A iniciativa já se tornou prática em alguns lugares do mundo: para citar um caso, a Universidade de Monash, na Austrália, firmou uma parceria com uma empresa alemã e hoje comercializa kits de anatomia para estudantes com réplicas de órgãos e membros humanos todos impressos em 3D (saiba mais sobre a experiência aqui https://3dprint.com/68721/3d-printed-anatomy-series/).

O doutor Luiz Antônio Rivetti, que foi chefe da cirurgia cardiovascular do hospital Santa Casa de São Paulo por 25 anos, é um dos médicos que têm se beneficiado desse uso por aqui, e vê uma grande importância dos modelos em 3D para a história da Medicina: “Acho que tivemos três evoluções como profissionais: a primeira foi a descoberta do DNA, que culminou no mapeamento do genoma; a segunda foi a informática, com a chegada dos computadores; e a terceira, para mim, é a impressão em 3D”.

O doutor Rivetti acredita que, com os BioModelos, será possível estudar órgãos de maneira mais simples e ter um maior volume de objetos de pesquisa. “A impressão 3D possibilita ter 200 mãos, 200 corações, 200 cérebros para estudar.
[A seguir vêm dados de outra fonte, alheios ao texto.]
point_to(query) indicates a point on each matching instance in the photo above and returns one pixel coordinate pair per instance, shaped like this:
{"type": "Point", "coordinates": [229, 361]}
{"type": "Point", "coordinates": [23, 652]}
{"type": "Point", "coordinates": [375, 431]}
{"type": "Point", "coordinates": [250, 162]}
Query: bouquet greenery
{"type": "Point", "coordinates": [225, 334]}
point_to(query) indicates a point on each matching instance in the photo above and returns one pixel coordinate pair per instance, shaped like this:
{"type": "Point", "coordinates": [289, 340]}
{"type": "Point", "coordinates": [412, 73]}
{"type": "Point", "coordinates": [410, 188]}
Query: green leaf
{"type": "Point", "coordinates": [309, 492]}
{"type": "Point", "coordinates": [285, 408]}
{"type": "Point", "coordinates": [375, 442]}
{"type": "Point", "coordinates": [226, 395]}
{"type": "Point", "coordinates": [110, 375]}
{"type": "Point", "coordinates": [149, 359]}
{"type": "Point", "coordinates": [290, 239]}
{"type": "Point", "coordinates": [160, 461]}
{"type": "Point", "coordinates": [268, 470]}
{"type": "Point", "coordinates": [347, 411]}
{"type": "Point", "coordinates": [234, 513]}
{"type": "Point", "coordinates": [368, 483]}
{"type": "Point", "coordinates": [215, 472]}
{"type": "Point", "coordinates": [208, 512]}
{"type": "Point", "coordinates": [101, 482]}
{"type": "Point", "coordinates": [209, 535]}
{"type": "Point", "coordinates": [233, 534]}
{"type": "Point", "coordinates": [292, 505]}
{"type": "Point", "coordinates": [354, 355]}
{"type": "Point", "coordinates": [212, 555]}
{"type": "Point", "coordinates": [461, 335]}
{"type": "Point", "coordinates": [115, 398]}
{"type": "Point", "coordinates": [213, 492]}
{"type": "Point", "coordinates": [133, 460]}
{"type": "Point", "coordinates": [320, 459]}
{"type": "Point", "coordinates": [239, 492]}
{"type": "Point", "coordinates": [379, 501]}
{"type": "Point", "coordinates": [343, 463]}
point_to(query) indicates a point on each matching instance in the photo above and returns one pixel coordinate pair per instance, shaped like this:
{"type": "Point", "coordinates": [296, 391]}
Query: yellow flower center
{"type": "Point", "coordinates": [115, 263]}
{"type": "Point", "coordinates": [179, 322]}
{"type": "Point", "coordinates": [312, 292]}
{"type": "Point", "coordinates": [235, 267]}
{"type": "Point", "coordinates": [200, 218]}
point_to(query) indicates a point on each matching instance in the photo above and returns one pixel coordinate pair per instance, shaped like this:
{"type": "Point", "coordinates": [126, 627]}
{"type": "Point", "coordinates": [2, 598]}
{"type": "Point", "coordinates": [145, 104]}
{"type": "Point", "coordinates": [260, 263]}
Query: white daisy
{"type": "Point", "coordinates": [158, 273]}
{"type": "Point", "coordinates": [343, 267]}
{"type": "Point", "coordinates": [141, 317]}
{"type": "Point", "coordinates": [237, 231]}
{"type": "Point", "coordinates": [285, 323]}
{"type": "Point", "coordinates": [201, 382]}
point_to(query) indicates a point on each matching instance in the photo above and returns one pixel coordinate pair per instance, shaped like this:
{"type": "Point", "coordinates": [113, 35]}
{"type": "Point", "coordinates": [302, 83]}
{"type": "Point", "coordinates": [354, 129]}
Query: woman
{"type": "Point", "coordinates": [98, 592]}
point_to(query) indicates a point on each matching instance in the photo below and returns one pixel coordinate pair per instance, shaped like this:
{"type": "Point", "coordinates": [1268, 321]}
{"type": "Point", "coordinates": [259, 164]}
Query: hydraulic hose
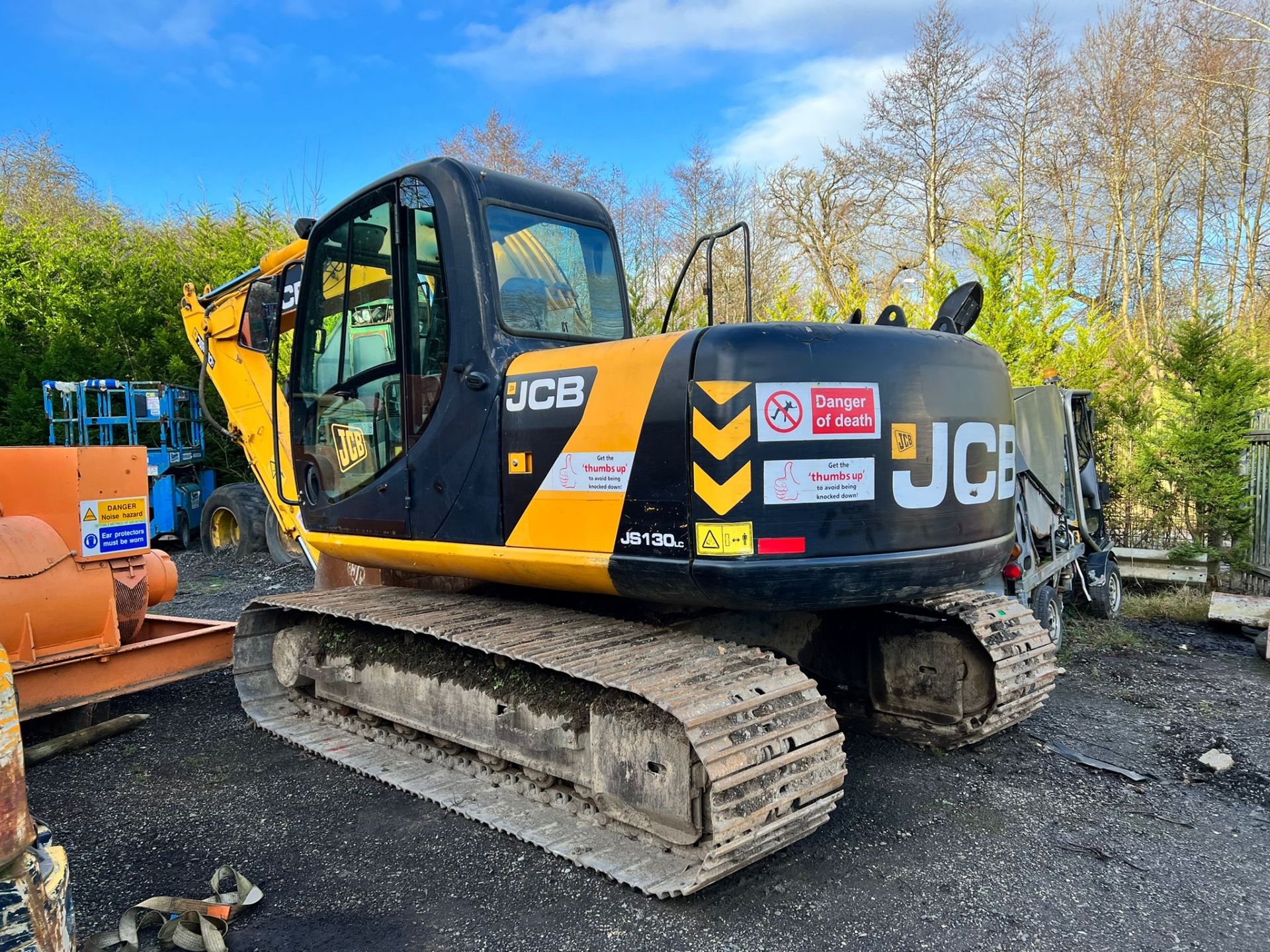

É uma tecnologia que veio para ajudar o professor, o aluno, o médico, o cirurgião. É um passo sem retorno, uma evolução, e cada vez mais vamos descobrindo suas possibilidades”, diz.


Alguns cursos usam apenas modelos plásticos nas aulas (Foto: University of Exeter)

Além disso, o especialista ressalta a diferença que é ver uma imagem em um livro ou mesmo em 3D e ter o elemento sólido em mãos, o que pode beneficiar uma série de especialistas e de pesquisadores, especialmente no caso de avaliações de aneurismas vasculares, da identificação de problemas na área da nefrologia e na investigação de tumores.

Doutor Rivetti destaca que poder imprimir, por exemplo, um tumor antes de uma operação, a fim de se compreender perfeitamente sua dimensão e localização, e poder planejar a cirurgia, garante mais precisão e segurança para o paciente. Trata-se de um ganho imenso para quem será submetido ao procedimento, e um enorme passo para a carreira do profissional: “Se você faz um BioModelo para uma cirurgia, você se diferencia, se especializa e agrega muito mais conhecimento. Assim, você vai se distinguindo por uma excelência”.